The Founder Reviews
(Full review TBD)
The power of this film is the way that it uses the sentimentalism of the McDonald's brand to pull you in as a viewer, and then succinctly pulls open the curtains to show the back room corruption that led to its eventual franchising and fast food monopolizing. In the early goings I had a big smile on my face. In the final moments I was staring at the screen in horror. And I say this having already known the story. To see it dramatized on screen brings a whole other slew of emotions. Ray Kroc just might be one of the most realized on screen villains in a long time, and I say this understanding that every "true story" is an interpretation of a its particular characters.
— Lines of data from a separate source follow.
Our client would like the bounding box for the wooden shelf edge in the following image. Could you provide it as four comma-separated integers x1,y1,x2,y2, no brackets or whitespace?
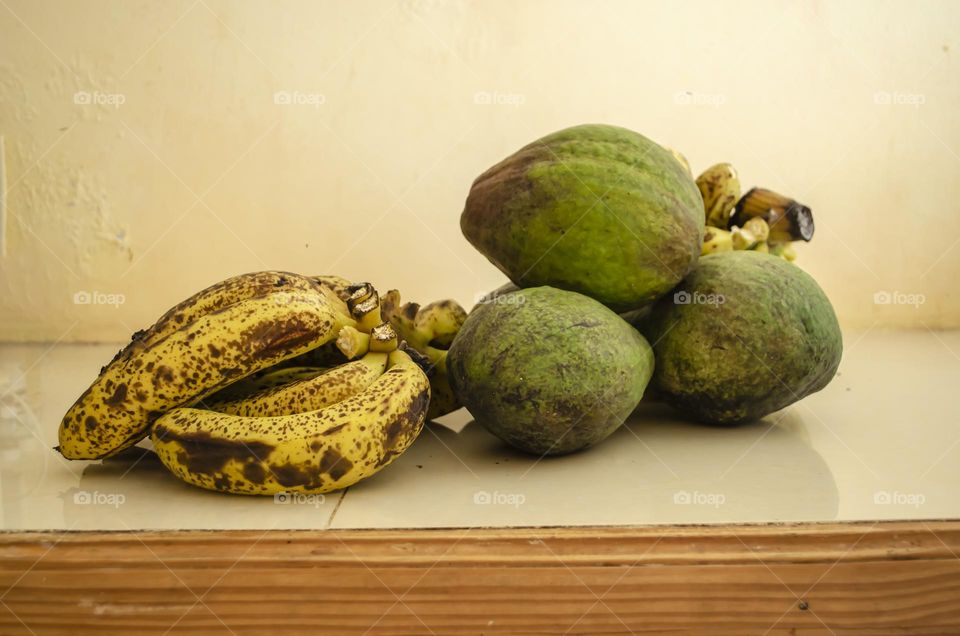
0,520,960,635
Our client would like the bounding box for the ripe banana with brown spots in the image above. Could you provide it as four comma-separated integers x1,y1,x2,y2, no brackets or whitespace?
202,356,327,404
114,271,347,368
202,352,387,417
151,350,430,495
59,286,353,459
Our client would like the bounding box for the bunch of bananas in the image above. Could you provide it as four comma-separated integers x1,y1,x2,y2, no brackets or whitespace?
697,163,813,262
58,271,465,494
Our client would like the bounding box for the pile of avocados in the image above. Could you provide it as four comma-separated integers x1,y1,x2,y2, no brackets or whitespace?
446,124,842,455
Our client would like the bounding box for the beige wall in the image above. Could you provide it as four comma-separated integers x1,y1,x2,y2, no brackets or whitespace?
0,0,960,340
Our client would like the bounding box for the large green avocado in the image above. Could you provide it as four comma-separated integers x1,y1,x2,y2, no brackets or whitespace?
641,251,843,424
447,287,653,455
460,124,704,312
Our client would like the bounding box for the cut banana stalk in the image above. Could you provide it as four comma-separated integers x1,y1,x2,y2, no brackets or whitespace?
730,227,757,250
730,188,813,242
743,216,770,241
337,325,370,360
370,322,400,353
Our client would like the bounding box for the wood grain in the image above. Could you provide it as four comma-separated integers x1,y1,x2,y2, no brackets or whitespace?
0,521,960,636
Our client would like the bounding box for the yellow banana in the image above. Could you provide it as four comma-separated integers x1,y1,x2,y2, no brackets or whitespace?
203,366,327,405
336,325,370,360
114,271,328,368
700,226,733,255
697,163,740,230
382,289,467,420
413,300,467,348
59,284,352,459
152,350,430,495
203,353,388,417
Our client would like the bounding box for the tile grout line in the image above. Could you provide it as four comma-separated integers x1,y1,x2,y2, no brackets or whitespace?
323,486,350,530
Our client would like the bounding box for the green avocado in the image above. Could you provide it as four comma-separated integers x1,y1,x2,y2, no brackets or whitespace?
640,251,843,424
447,287,653,455
460,124,704,312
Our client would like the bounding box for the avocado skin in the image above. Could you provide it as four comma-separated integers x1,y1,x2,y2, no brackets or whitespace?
640,251,843,424
460,124,704,312
447,287,654,455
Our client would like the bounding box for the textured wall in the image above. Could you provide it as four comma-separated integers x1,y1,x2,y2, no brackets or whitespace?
0,0,960,340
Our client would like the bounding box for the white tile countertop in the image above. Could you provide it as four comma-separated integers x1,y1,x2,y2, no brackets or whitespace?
0,331,960,530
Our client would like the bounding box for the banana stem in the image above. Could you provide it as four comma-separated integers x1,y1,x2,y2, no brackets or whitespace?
337,325,370,360
369,322,399,353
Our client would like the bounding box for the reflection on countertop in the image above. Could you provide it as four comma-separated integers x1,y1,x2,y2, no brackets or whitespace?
0,332,960,530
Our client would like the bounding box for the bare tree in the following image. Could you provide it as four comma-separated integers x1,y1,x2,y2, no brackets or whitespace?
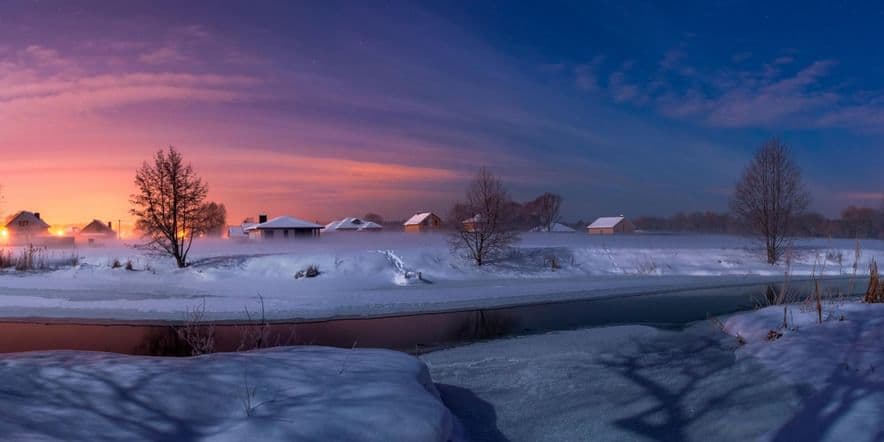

But this interpretation is a compelling and affective one.
There is a scene in this film where Ray Kroc sells the idea of McDonalds as a franchise by comparing it to the idea of Church. He calls it the new American Church. And we can see the MDonald brothers being drawn into this idea. For them, their restaurant is like a Church. It is their family. It is their community. It is something sacred, something to be protected and nurtured, not exploited. And as the film moves forward, these two ideas become the means by which Ray Kroc is villainized against his own suggestion. The way forward is through coopting a sacred brand, the sentimentalism of a name that can draw people in based on its promise of good old fashioned values of community and family and friendship. We see this as he brings in "couples", couples who represent a healthy partnership and a healthy relationship to lead and watch over his franchises. These couples stand as a reflection of the McDonalds brothers themselves. And yet in Kroc's own life we watch him living a life that is counter to these values. He abuses and gives away his own relationship. He puts his capitalists pursuit of power ahead of his investment in his family, his wife. He pursues power and fame. And out of it grows a "family" branded establishment that eventually takes over the world.
And yet in a compelling way, the film never lets us forget where the brand started from. The same opportunity, the same freedom that allowed the McDonalds brothers to start the first restaurant out of good intentions opened the door for the potential corruption. And for as much as Kroc believes he is the winner, the question of what it means to win lingers long into the credits. All we feel is loss.